DETAILED DESCRIPTION OF THE INVENTION The present invention relates to a new process for ring-closing polyamic acids with polyimides. Thermal ring-closing method and chemical ring-closing method are known as methods for producing polyimide by ring-closing polyamic acid, but in general, in the thermal ring-closing method, the imidization reaction is slow unless the polyamic acid is greater than /gO'Q. The imidization of and the hydrolysis of polyamic acid are concerted reactions,
Therefore, the mechanical properties of chikupolyimide films prepared by the thermal ring-closing method are extremely poor.

On the other hand, in the chemical ring closure method, the reaction is carried out at iqo'6 or less, so
Since the hydrolysis reaction of polyamic acid progresses slowly, there is little decrease in the degree of polymerization of the produced polyimide.Therefore, polyimide films made by the chemical ring closure method have good mechanical properties but contain a large amount of tertiary amine compounds. The amount of carboxylic acid anhydride is required to be equal to or more than the amide bond of the polylamide acid. Among the tertiary amine compounds, isoquinoline and pyridine are effective when used in a relatively small amount, but the amount used is required to be 1 mole or more per amic acid bond of the polyamic acid.

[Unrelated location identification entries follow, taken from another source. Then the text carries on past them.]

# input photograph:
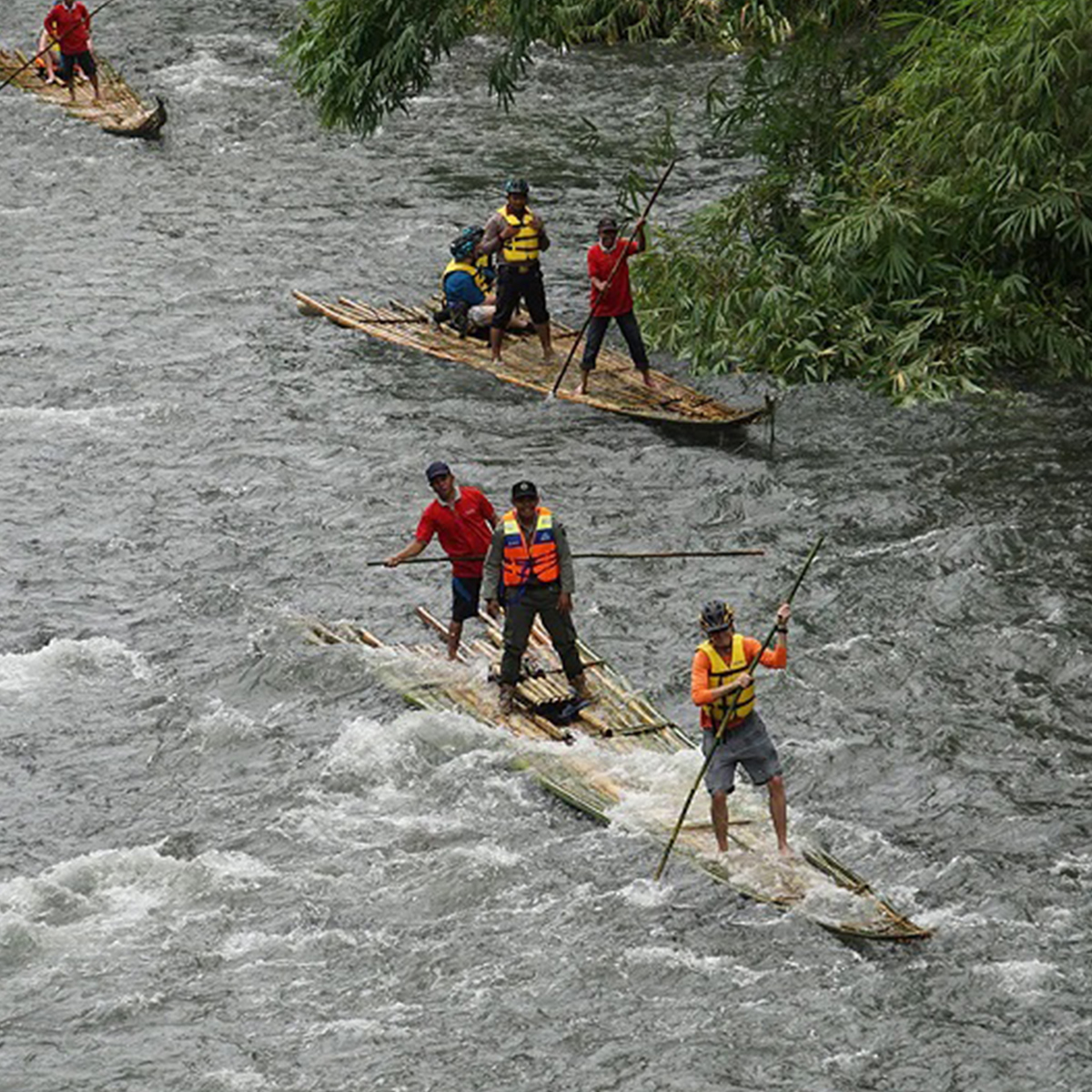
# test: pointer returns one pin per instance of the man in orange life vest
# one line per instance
(530, 551)
(722, 686)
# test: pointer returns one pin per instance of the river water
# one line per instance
(233, 861)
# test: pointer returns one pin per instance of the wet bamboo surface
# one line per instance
(120, 110)
(590, 764)
(615, 385)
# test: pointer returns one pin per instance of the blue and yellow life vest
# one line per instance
(722, 672)
(539, 558)
(524, 246)
(480, 270)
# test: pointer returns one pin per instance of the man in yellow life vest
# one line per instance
(722, 686)
(518, 236)
(530, 552)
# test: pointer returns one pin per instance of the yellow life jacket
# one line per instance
(522, 247)
(539, 558)
(476, 271)
(721, 674)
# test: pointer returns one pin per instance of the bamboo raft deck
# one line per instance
(615, 386)
(622, 760)
(120, 110)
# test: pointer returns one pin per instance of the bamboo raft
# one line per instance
(616, 385)
(120, 110)
(622, 760)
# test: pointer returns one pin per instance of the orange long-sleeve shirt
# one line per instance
(702, 692)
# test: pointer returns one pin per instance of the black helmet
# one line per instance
(715, 615)
(463, 244)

Moreover, in such chemical ring closure, carboxylic acid anhydride and tertiary amine are added to polyamic acid solution, and IO
It has the disadvantage that it completely gels when mixed for minutes. Therefore, the present inventors conducted intensive studies to find a chemical ring-closing agent with a long gelation time, and found that a two-component system consisting of an acid anhydride and an imidazole was able to significantly extend the gelation time. - We have discovered a chemical raw material that can be imidized in the same way as a tertiary amine type, and have thus arrived at the present invention.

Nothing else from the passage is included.